Well . . . now CNN has given Ryan a big sloppy kiss for his continuing "courageousness" in trying to rob the poor and the old to give money to the rich and the corporate. But my favorite piece has to be this bit:
Ryan was pushed again this summer to run for the Republican presidential nomination by assorted GOP luminaries. His answer: No, not yet.
(emphasis added)

Okay . . . I'll be the first to admit that my political predictions don't always pan out -- but, seriously? I called Ryan running for president in 2016 -- very first thing I wrote down.

Of course, I hope he does run and gets crushed . . . but I really do hope he runs.

'Cause then I will look prescient and will get to do a Happy Dance for being so goddamned smart.


  1. Oh this is so much better than me predicting Krugman columns. :)

    I'm terrible - TERRIBLE - at predicting political stuff. Like between Romney and Perry, I still have no idea (I would say Romney, but my Dad made a good point, which is that crazy Christians hate Mormons - so, I find that kind of compelling, but then, Perry has just been terrible as of late).

    By the way - the "courageous" Ryan plan, which it turned out was a total, total sham - the media's coverage of that is one of the reasons I started a blog and started trying to figure out economic issues.
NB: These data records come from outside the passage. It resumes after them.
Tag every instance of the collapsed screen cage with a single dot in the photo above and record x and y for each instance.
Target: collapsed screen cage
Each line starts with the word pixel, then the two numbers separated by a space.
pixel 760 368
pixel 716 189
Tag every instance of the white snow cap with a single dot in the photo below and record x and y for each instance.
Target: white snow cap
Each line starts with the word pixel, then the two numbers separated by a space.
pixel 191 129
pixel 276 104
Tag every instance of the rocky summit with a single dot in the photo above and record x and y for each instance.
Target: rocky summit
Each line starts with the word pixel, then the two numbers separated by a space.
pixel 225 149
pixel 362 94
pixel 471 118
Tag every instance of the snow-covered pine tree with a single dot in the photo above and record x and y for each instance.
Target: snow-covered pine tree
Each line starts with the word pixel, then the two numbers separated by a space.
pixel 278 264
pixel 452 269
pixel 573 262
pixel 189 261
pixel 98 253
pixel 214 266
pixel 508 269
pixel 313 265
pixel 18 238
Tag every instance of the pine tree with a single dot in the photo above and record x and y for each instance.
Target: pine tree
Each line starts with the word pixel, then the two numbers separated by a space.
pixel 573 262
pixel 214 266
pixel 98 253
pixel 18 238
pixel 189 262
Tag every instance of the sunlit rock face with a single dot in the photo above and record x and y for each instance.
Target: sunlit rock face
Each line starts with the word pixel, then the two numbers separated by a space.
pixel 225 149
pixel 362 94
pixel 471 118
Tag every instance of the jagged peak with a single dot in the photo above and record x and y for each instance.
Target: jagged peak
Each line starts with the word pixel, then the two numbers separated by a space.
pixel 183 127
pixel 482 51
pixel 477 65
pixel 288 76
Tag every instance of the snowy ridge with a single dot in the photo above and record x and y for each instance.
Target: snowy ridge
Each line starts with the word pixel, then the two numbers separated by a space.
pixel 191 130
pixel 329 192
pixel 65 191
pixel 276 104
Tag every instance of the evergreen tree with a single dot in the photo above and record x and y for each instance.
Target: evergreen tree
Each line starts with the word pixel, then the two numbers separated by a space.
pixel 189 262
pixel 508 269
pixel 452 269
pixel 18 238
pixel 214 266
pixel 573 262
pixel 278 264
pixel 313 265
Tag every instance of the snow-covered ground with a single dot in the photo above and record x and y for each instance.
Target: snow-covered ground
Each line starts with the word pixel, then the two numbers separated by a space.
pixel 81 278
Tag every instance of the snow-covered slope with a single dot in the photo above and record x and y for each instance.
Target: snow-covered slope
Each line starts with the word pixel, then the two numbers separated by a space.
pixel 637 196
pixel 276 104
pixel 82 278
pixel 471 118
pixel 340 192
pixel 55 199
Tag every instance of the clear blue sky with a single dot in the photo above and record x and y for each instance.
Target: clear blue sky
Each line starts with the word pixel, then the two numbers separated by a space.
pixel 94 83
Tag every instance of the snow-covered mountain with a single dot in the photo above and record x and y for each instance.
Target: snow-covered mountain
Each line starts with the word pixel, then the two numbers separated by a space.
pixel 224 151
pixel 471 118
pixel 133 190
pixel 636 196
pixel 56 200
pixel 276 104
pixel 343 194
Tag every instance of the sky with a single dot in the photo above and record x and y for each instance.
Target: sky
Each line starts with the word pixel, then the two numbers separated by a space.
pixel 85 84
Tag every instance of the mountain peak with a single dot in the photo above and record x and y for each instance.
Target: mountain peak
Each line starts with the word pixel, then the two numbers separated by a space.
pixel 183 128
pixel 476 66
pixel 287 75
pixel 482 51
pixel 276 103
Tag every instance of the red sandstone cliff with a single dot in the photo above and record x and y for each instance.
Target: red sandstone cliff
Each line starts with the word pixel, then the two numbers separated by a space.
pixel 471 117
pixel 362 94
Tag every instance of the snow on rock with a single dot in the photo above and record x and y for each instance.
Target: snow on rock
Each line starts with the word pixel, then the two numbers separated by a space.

Because when it turned out the budget was complete BS, I realized the vast majority of the press had no idea - none at all - about economic matters. I mean they'd been touting a budget that's BS? So, in other words, they'd been touting a budget they didn't know how to read and they'd been doing it as if they did know how to read it.

  2. Yeah . . . I think the smart money is on Romney, but it's definitely up in the air. If I had to guess right now I'd guess that Romney gets the nomination but - for precisely the reason your Dad makes - has a hard time ginning up support from the base, which then sits out the general election.

    On the other hand, I don't think anyone can say definitively that Perry is out. Since we're not talking general election, but only the primary nod, it is quite possible that the crazy Republican base just gives it to Perry anyway. Sure, he once did something nice for the children of undocumented immigrants - and that's gotta hurt him - but did you see how babblingly incoherent he was in the debate? Now that's a level of pig-headed ignorance the modern Republican party can rally around!

    I'm looking forward to the actual voting in the Republican primary contest, because I think it will provide insight into just how far down the rabbit hole the party has fallen. If Perry does in fact get the nod then that will pretty much confirm that the inmates are now running the asylum.

  3. Hard to understand why Perry did so poorly in Florida, and Cain so well. Their totals make no sense at all. Ron Paul can't win it but he could be king maker, throwing his support to someone who bends a little toward his anti-war views. Can't see Romney or Perry doing this. Who is left? Draft Michael Bloomberg ?

  4. The conventional wisdom seems to be coalescing around the idea that Perry's failure to bash illegal immigrants with sufficient venom hurt him; I heard a report on NPR that highlighted one woman (a Perry supporter) who said she felt the need to reconsider her support after she was made aware during the last debate that Perry thinks having the children of undocumented workers get an education is just fine.

    Perry's failure to hate on brown people may be what turned off the committed Republican activists in the Florida straw poll. Or his dismal performance the debate (I've since watched some clips) may have convinced some of them that putting him up against Barack Obama in the general would not make for good viewing. My guess is that it probably resulted from some combination of these factors, but at this point I don't think anyone really knows.

    As for Bloomberg . . . I just don't see him getting into the race. If he ran as an indpendent candidate - assuming he could even get the paperwork completed in all 50 states in time for the election - he would still almost certainly lose. And the idea that the GOP base will turn out en masse to vote for a short Jewish guy from New York who used to be a Democrat . . . well, let's just say I have my doubts.